Immediately making their opposition known, the U.S. was expedient in striking Russia with a slew of hefty sanctions. As Putin continues to display a deranged sense of ambition to achieve his goals, these sanctions continue to grow. The White House has attempted to put obstacles in Russia’s way by, for example, enforcing extreme export blocks on technology. The hope is that this will serve to limit the possibility of Russia developing even more technologically advanced weaponry that could be used against the Ukrainians or other countries. 

The United Kingdom chose to respond by freezing all assets in Russian banks. “We will continue on a remorseless mission to squeeze Russia from the global economy, piece by piece, day by day, and week by week,” Prime Minister Boris Johnson said in a powerful statement that affirmed the global community’s stance on how far these sanctions will go. 

But because Russia is also a substantial international exporter of oil, many countries have recognized that sanctioning the nation could spell doom for their own economies. The Biden administration announced that it does not “have a strategic interest” in completely boycotting Russian oil, which could drastically hike up current gas prices and create a global energy deficit. “We are already seeing some of the economic impacts of sanctions on Russia,” senior Kristian Rorvik said. “Gas prices rose another 30 cents per gallon here in California where it was already super expensive.” There may be a time when the country can finally loosen the last hold of assurance that Russia has over the United States, but for now, the White House has explained that it is weighing the costs and benefits of any large-scale action.

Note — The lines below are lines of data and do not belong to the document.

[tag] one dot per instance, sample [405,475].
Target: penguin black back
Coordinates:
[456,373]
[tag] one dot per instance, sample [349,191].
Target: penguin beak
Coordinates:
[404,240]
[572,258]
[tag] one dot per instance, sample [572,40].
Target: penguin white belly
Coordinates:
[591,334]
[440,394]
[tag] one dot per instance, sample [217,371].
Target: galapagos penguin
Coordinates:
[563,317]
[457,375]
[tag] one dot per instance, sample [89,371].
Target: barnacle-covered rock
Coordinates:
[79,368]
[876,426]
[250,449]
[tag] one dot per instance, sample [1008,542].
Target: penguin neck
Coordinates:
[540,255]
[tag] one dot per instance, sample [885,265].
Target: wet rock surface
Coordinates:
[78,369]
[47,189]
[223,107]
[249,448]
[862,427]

ECONOMIC MAYHEM: Russian citizens rush to withdraw money from ATMs as the value of the Ruble continues to plummet. PBS

Surprisingly, the economic attacks on Russia don’t just stem from international governments. As we have seen over the past few days, international corporations have joined the cause. On March 1, Nike and Apple closed their online stores and halted exports to Russia, with many of their products expected to run out in the coming weeks. Additionally, Apple CEO Tim Cook announced that the tech giant would be donating to charities to help Ukrainians during the war. “This moment calls for unity, it calls for courage, and it reminds us that we must never lose sight of the humanity we all share,” Cook explained.

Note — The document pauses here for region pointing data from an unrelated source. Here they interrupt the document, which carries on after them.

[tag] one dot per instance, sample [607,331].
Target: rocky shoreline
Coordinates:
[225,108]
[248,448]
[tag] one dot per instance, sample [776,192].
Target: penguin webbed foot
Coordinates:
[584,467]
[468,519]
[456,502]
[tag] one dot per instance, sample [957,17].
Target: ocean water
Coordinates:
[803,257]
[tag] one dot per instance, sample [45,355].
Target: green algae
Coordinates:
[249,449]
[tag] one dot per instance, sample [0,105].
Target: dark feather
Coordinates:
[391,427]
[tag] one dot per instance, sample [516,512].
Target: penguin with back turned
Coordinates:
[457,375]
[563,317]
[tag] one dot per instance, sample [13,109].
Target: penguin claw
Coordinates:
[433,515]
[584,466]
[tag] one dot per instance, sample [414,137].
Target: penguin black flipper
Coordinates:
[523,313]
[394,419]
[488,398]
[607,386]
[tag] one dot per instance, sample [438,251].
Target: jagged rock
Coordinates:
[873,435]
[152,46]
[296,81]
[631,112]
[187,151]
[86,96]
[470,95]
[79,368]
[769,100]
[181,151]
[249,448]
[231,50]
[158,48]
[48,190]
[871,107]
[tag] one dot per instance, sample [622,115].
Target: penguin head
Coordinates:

As for how all of these developments will affect the economy, there is still uncertainty. However, chaos is undoubtedly beginning to brew. “These [sanctions] are not a good deterrent because they are impacting the Russian people more than Putin and the oligarchs,” Rorvik said. “The truth is that for the time being, the average citizen seems to have sustained more damage than the higher-ups in Russia.”

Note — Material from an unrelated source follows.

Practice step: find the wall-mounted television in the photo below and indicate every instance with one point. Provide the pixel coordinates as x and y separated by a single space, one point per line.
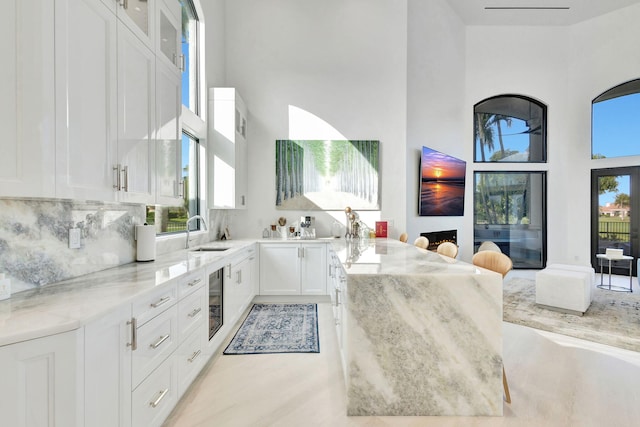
442 180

With so many Russian assets being frozen and The Russian Central Bank unable to prop up the Ruble with excess funds, the value of one Ruble plummeted to a value of less than one cent in USD. Interest rates were doubled to almost 20%, and thousands of Russians were forced to rush and withdraw money from ATMs. “Inflation will continue to ramp up, and the prices of imported goods, notably technology such as phones, cars, and computers, will follow,” sophomore Anthony Wu said. 

When Russia initially began its “special military operation” against Ukraine, many speculated that China would try to take advantage of the situation and launch their assault on Taiwan after years of claiming ownership of the country. However, with sanctions continuing to suffocate Moscow and large numbers of Russian protestors, the case of China’s potential aggression will come at a cost. “I believe that, though sanctions do act as deterrents, the more you rely on them, the less effective they become,” Wu speculated. “It’s unlikely that [China] will be deterred, but instead wait for the right moment to strike.”

Regardless of how much long-term effect these sanctions, embargoes, and boycotts have in continuing to damage the Russian economy, it is clear that for now, it seems to be the only option if the world is to avoid an all-out nuclear fallout.